# Evaluating Observed Flood Extent from the GFM against Forecast Flood Extent from the EFAS Rapid Flood Mapping layer

With this notebook, we show how to use the new GFM STAC service to
derive the maximum flood extent for a flood event, extract the corresponding
forecast product from the EFAS Rapid Flood Mapping layer and perform
a simple evaluation.

This example notebook is structured as follows:

0. (Import and install the necessary python packages)
1. Download data from the GFM STAC service (ensemble flood extent, reference water, exclusion mask)
2. Download the EFAS Rapid Flood Mapping data
3. Evaluate EFAS layer against the GFM data - exclude areas either within reference water mask or exclusion masks

We present an example analysis of the flooding that occurred in south-west 
Poland between the 18th - 28th September 2024

Please note you must have an EFAS account to access the data used in
this notebook

## 0. Import the necessary python modules

In [1]:
# Some necessary imports

from pystac_client import Client
from datetime import datetime
from odc import stac as odc_stac
import pyproj
import rioxarray # noqa
import xarray as xr
from shapely.geometry import box
import geopandas as gpd
import rasterio
from rasterio.features import rasterize
from rasterio.transform import from_bounds

import numpy as np
import requests
from zipfile import ZipFile

## 1. Extract Observed Flood Extent Data using the GFM STAC service

Firstly define the GFM product you wish to download.

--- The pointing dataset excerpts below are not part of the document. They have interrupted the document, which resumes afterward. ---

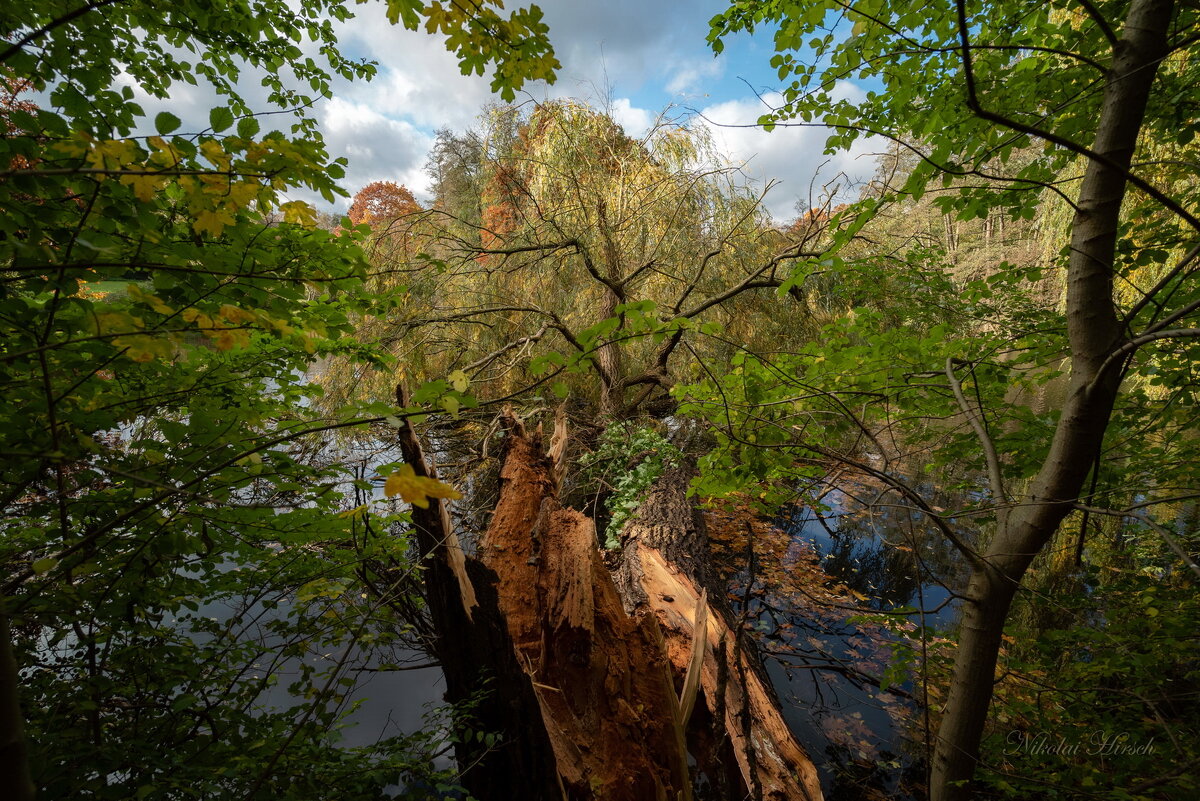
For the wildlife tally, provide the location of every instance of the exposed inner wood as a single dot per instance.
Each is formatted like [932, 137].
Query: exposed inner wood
[604, 685]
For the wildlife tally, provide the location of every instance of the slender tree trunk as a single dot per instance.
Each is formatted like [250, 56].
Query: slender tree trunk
[612, 386]
[1093, 331]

Then define a time range of interest and the coordinates of the area of
interest (aoi).

These parameters are passed to the GFM STAC service to find the available data.

In [None]:
# Define bounding box (West, South, East, North)
aoi = box(16.77, 49.91, 18.62, 51.25)

# Define time range
time_range = (datetime(2024, 9, 18), datetime(2024, 9, 28))

# EODC STAC API URL
api_url = "https://stac.eodc.eu/api/v1"
eodc_catalog = Client.open(api_url)

# Define search query using pystac_client
search = eodc_catalog.search(
    max_items=1000,
    collections="GFM",
    intersects=aoi,
    datetime=time_range
)

# Get all found items
items = search.item_collection()
print("We found", len(items), "items, that match our filter criteria.")

# Retrieve the CRS from one of the found items
crs_equi7 = pyproj.CRS.from_wkt(items[0].properties["proj:wkt2"])

### Now the returned data are loaded into an xarray dataset in the Equi7Grid projection.
Additionally, the sum over the time dimension is carried out.

In [None]:
# Define the asset names you want to use 
asset_names = ["ensemble_flood_extent", "reference_water_mask", "exclusion_mask"]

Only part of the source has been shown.